Students must abide by the University’s Academic Integrity Policy
Academic integrity means being honest in your studying and assessments. It is the basis for ethical decision-making and behaviour in an academic context. Academic integrity is informed by the values of honesty, trust, responsibility, fairness, respect and courage.
Academic misconduct is seeking to gain for yourself, or assisting another person to gain, an academic advantage by deception or other unfair means. The most common form of academic misconduct is plagiarism.
Academic misconduct in relation to work submitted for assessment (including all course work, tests and examinations) is taken very seriously at the University of Otago.
All students have a responsibility to understand the requirements that apply to particular assessments and also to be aware of acceptable academic practice regarding the use of material prepared by others.

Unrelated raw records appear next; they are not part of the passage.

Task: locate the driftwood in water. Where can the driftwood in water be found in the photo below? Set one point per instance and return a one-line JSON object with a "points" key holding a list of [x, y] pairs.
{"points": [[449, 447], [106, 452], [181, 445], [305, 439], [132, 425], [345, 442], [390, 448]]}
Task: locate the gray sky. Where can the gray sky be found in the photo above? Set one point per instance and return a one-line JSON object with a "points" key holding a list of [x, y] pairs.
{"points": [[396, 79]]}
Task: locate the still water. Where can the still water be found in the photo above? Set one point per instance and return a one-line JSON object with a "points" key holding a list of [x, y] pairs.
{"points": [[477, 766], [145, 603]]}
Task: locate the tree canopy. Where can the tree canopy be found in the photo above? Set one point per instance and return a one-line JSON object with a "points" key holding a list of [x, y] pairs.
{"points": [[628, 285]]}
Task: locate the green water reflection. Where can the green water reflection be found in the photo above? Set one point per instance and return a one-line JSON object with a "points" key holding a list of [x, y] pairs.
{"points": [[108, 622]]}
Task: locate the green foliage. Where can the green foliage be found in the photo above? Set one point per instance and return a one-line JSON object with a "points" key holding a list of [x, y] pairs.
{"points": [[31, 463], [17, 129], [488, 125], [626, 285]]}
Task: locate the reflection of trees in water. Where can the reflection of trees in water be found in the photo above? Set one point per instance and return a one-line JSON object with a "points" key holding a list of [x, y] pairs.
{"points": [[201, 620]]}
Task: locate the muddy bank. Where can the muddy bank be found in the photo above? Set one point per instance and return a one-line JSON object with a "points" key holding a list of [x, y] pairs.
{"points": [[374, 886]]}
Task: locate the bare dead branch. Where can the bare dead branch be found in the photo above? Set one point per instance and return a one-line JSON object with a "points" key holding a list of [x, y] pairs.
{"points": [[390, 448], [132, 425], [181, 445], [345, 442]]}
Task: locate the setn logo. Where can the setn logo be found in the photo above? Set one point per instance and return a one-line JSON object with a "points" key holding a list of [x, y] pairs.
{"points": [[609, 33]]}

Therefore it is important to be familiar with the rules surrounding academic misconduct at the University of Otago; they may be different from the rules in your previous place of study.
Any student involved in academic misconduct, whether intentional or arising through failure to take reasonable care, will be subject to the University’s Student Academic Misconduct Procedures which contain a range of penalties.
If you are ever in doubt concerning what may be acceptable academic practice in relation to assessment, you should clarify the situation with your lecturer before submitting the work or taking the test or examination involved.
Types of academic misconduct are as follows:
The University makes a distinction between unintentional plagiarism (Level One) and intentional plagiarism (Level Two).
- Although not intended, unintentional plagiarism is covered by the Student Academic Misconduct Procedures. It is usually due to lack of care, naivety, and/or to a lack to understanding of acceptable academic behaviour. This kind of plagiarism can be easily avoided.
- Intentional plagiarism is gaining academic advantage by copying or paraphrasing someone elses work and presenting it as your own, or helping someone else copy your work and present it as their own. It also includes self-plagiarism which is when you use your own work in a different paper or programme without indicating the source. Intentional plagiarism is treated very seriously by the University.
Unauthorised Collaboration occurs when you work with, or share work with, others on an assessment which is designed as a task for individuals and in which individual answers are required. This form does not include assessment tasks where students are required or permitted to present their results as collaborative work. Nor does it preclude collaborative effort in research or study for assignments, tests or examinations; but unless it is explicitly stated otherwise, each students answers should be in their own words. If you are not sure if collaboration is allowed, check with your lecturer..
Impersonation is getting someone else to participate in any assessment on your behalf, including having someone else sit any test or examination on your behalf.
Falsiﬁcation is to falsify the results of your research; presenting as true or accurate material that you know to be false or inaccurate.
Use of Unauthorised Materials
Unless expressly permitted, notes, books, calculators, computers or any other material and equipment are not permitted into a test or examination. Make sure you read the examination rules carefully. If you are still not sure what you are allowed to take in, check with your lecturer.
Assisting Others to Commit Academic Misconduct
This includes impersonating another student in a test or examination; writing an assignment for another student; giving answers to another student in a test or examination by any direct or indirect means; and allowing another student to copy answers in a test, examination or any other assessment.